Reports raw game table count, metadata/shot event/game context row counts, how many games are missing derived data, last completed collection date, and the tail of the backfill log.

Security

  • All dynamic SQL identifiers are validated through _quote_identifier (rejects non-word characters)
  • Column names from dict keys in insert_data are validated before use in queries
  • All values use parameterized queries (? placeholders)

Requirements

  • Python 3.8+
  • SQLite (included with standard Python)
  • requests (runtime), pytest (testing) — see requirements.txt

Installation

pip install -r requirements.txt

Usage

cd src
python main.py

Scrapes from 2007-10-03 through today, storing results in nhl_data.db. The scraper automatically resumes from where it left off on subsequent runs.

Notebooks

The notebooks/ directory contains Jupyter analysis notebooks for the xG model Phase 2 signal validation work. Each notebook connects to nhl_data.db and reads from the derived tables (shot_events, game_context).
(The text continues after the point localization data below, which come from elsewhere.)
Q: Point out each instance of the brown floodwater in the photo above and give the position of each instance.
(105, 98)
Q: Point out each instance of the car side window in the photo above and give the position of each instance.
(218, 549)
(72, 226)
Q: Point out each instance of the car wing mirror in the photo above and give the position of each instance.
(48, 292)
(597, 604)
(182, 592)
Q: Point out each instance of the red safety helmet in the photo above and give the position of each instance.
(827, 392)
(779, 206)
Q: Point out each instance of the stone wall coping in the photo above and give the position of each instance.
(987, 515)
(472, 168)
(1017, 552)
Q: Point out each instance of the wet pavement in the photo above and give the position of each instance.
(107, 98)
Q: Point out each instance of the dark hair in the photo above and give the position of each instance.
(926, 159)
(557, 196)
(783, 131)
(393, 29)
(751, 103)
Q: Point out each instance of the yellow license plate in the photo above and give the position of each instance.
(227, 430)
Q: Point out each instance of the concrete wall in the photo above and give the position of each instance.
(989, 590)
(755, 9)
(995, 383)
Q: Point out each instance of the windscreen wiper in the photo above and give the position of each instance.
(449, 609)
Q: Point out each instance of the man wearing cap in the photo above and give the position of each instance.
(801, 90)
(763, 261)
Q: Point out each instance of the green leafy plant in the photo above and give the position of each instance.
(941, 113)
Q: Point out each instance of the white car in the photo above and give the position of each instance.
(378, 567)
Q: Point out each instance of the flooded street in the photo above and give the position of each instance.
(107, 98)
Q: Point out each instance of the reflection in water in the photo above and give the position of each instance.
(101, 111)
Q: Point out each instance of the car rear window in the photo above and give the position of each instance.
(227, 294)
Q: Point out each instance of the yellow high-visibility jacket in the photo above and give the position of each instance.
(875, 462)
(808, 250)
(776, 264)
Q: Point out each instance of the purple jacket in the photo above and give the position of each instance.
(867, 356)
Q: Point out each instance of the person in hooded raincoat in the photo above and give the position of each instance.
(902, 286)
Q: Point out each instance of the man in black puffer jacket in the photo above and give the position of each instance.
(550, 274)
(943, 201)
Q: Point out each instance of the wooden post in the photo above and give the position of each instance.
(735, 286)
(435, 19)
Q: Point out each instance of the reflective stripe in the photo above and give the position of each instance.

Run backfill_status.py first to confirm derived tables are populated before opening a notebook.

Notebook Phase Topic
rest_travel_analysis.ipynb Phase 2 Area 1 Rest days, back-to-back, travel distance, timezone effects on shot quality
zone_start_signal.ipynb Phase 2 Area 2 Faceoff zone code as a zone-deployment proxy
faceoff_decay_analysis.ipynb Phase 2 Area 3 Shot quality decay by time since faceoff, separated by zone
venue_bias_analysis.ipynb Phase 2 Area 4 Scorekeeper bias detection by venue

Testing

python3 -m venv /tmp/test-venv && /tmp/test-venv/bin/pip install -q pytest requests
/tmp/test-venv/bin/python -m pytest -q

Or if the venv already exists:

/tmp/test-venv/bin/python -m pytest -q

243 tests covering:

  • Raw table creation, deduplication, and unique constraints
  • Collection log idempotency (incomplete dates, retries, resume logic)
  • Player-schema phases (dimensions, fact table, feature table, quality checks)
  • xG shot events (DDL, validation paths, NULL coordinate handling, version-aware backfill)
  • xG feature extraction (coordinate normalization, distance/angle, score/manpower state, faceoff recency, rest/travel)
  • Game context extraction and backfill
  • NHL API parsing, error paths, rate limiting, and session reuse
  • Scraper loop pagination, date filtering, and resume behavior

No live NHL API calls are made during tests.

Notes

  • A full historical scrape issues many API requests; the built-in rate limiter spaces game API calls by 2 seconds.
  • HTTP connections are reused via requests.Session to reduce TCP/TLS overhead.
  • All SQL identifiers from external input are validated before use.
  • Derived tables (shot_events, game_context, player_game_features) store a schema version column so stale rows are automatically detected and replaced when the extraction logic changes.